La mediocre visualización de su pantalla TFT, incluso bajo condiciones de iluminación normales y desde ángulos un poco cerrados, es otro punto negativo de la Dimage X20. Extremando las circunstancias -imaginemos un Sol radiante-, puede resultar bastante complejo lograr una monitorización adecuada para encuadrar correctamente.

Los aficionados acostumbrados a disponer de visor óptico o electrónico echarán de menos esta prestación básica en la Dimage X20. Tanto el encuadre como la modificación de la mayoría de los parámetros de exposición sólo pueden realizarse con la ayuda del monitor, por lo que no hay opción alguna para el ahorro de batería. Algo que, probablemente para muchos usuarios, no será ningún problema. Pura cuestión de hábitos.

Una opción válida

Unos acabados algo espartanos -el tacto de ciertos botones deja bastante que desear-, y la problemática visualización de la pantalla, son los inconvenientes más destacables de la Dimage X20. También hubiese sido interesante la inclusión de más accesos directos para algunas funciones -se requieren hasta 5 pulsaciones para borrar una foto-, así como un modo manual de balance de blancos.
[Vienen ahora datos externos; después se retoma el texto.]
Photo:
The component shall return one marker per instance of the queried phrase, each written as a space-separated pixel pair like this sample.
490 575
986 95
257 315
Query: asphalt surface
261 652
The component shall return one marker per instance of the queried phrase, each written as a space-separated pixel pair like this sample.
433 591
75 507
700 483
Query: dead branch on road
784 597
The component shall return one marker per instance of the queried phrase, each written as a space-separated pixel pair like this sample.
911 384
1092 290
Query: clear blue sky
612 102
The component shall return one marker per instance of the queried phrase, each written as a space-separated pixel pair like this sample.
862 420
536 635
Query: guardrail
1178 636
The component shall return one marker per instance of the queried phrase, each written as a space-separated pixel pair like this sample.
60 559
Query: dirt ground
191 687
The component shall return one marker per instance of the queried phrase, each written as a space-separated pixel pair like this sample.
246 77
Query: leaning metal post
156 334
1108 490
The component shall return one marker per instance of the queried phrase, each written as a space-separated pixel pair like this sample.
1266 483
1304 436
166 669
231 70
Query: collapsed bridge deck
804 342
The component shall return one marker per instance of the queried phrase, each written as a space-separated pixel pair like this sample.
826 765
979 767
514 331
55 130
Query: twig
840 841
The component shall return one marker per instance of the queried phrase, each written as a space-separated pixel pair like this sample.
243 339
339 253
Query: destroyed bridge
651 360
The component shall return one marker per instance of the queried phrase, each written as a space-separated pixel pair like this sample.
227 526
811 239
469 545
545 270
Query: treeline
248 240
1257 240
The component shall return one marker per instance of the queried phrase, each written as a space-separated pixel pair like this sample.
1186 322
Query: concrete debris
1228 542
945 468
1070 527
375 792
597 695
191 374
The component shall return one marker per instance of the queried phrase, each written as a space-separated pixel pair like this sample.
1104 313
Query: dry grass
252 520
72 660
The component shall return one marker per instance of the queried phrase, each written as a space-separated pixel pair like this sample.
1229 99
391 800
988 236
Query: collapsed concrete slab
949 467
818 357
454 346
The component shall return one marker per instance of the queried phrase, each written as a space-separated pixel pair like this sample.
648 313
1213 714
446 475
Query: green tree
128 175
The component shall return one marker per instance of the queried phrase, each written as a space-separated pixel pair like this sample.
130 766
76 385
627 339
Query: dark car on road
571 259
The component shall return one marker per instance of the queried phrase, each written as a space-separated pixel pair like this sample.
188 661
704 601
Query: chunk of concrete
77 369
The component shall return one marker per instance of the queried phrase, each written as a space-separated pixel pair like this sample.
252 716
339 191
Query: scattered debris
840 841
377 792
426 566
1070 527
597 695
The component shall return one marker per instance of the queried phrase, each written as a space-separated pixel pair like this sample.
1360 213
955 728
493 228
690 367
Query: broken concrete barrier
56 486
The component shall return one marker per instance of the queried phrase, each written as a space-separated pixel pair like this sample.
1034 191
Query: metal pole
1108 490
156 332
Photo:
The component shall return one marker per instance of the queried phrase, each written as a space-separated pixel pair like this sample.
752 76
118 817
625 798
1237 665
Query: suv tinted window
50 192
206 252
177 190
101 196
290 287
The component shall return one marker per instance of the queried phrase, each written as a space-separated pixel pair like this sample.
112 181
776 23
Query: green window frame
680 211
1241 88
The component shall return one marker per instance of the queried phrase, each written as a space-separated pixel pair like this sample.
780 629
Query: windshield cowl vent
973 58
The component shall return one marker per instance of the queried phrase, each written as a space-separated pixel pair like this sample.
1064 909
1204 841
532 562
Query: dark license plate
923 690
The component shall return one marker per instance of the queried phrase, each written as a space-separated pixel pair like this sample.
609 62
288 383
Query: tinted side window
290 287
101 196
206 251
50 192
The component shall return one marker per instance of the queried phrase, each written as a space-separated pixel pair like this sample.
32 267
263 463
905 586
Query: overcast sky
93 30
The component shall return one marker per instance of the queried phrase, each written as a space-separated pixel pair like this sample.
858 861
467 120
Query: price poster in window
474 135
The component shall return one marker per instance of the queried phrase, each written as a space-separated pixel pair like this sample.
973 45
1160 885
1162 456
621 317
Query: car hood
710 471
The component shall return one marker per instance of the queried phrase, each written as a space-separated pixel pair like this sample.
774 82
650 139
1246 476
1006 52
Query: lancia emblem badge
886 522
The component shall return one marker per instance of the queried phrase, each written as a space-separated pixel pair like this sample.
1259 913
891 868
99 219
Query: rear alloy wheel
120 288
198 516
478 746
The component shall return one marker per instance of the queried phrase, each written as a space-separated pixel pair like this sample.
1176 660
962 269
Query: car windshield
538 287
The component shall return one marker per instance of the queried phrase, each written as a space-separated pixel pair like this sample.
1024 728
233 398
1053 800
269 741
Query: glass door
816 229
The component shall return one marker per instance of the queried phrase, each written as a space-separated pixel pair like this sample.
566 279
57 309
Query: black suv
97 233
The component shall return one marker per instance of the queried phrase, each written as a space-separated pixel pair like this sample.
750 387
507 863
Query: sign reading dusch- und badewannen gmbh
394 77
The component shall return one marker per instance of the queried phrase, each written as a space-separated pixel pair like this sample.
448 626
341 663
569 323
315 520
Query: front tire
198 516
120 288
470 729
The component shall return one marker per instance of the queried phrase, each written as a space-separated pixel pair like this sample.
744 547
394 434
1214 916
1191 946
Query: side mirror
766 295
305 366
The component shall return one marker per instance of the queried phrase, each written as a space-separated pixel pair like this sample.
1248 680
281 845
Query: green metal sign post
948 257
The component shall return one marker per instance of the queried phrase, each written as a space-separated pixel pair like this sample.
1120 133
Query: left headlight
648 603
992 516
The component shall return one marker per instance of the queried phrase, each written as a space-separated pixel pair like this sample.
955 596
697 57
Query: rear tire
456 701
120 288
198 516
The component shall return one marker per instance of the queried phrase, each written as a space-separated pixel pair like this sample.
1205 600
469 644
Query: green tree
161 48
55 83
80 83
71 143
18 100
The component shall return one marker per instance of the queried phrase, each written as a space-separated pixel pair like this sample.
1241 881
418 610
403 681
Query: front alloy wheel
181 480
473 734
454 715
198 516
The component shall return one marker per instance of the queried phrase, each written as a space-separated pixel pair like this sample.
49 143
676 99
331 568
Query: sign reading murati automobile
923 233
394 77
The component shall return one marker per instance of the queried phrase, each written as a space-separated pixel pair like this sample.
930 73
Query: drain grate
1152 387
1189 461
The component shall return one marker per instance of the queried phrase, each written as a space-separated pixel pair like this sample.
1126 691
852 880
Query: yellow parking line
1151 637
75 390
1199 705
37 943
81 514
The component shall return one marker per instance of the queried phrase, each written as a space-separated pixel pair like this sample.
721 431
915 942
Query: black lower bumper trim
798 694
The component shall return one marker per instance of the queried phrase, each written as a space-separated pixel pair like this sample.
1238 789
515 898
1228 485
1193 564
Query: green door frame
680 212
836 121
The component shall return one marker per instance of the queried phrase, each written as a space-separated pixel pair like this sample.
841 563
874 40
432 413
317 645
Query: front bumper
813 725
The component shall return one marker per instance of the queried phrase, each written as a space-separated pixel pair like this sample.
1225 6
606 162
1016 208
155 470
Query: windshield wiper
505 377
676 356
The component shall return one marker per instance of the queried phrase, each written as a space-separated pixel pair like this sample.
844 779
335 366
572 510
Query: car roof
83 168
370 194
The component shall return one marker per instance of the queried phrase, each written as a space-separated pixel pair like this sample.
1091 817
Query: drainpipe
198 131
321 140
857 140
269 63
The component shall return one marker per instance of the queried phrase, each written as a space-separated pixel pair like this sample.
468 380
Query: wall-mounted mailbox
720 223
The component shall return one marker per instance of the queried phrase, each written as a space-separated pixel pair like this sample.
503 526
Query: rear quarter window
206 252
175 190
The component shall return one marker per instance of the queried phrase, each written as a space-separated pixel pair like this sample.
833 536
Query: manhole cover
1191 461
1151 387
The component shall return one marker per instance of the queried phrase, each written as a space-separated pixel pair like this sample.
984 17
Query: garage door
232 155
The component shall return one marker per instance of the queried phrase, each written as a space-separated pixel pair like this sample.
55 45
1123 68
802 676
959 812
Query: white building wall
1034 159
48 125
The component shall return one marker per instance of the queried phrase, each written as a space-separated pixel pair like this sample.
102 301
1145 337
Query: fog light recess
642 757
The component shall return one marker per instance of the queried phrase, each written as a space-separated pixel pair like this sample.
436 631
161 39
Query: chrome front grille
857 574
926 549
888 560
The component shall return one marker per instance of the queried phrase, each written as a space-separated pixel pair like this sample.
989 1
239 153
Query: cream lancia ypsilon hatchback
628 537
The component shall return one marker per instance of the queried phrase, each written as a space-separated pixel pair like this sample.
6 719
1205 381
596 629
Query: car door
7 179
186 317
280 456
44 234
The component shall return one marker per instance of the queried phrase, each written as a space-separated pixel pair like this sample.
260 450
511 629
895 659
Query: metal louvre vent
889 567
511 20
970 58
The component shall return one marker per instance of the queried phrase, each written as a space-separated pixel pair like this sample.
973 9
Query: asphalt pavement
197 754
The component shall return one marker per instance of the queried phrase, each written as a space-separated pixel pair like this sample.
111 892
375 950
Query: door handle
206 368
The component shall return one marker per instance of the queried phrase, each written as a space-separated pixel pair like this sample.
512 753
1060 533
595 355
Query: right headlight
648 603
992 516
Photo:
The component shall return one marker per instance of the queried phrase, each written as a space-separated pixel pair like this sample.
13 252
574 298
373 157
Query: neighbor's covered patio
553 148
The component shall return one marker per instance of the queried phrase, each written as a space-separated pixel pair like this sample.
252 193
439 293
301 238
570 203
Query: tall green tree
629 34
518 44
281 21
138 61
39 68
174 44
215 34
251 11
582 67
Sugerencias al margen, y teniendo en cuenta la reducida resolución efectiva de su captador, la Dimage X20 merece una buena valoración. La calidad de imagen es notable, aunque adolece de un nivel ligeramente alto de halo violeta en las zonas de contraste. En general, las imágenes capturadas no exhiben un ruido excesivo.

La Dimage X20 incorpora de serie una tarjeta SD Card de 8 MB (hubiese sido un detalle que fuera de una capacidad algo más holgada), dos pilas alcalinas de tipo AA (de escasa autonomía, por lo que es recomendable adquirir pilas recargables de Ni-MH), un cable USB, un cable A/V, un CD-ROM con drivers y software, una correa para la muñeca y una funda.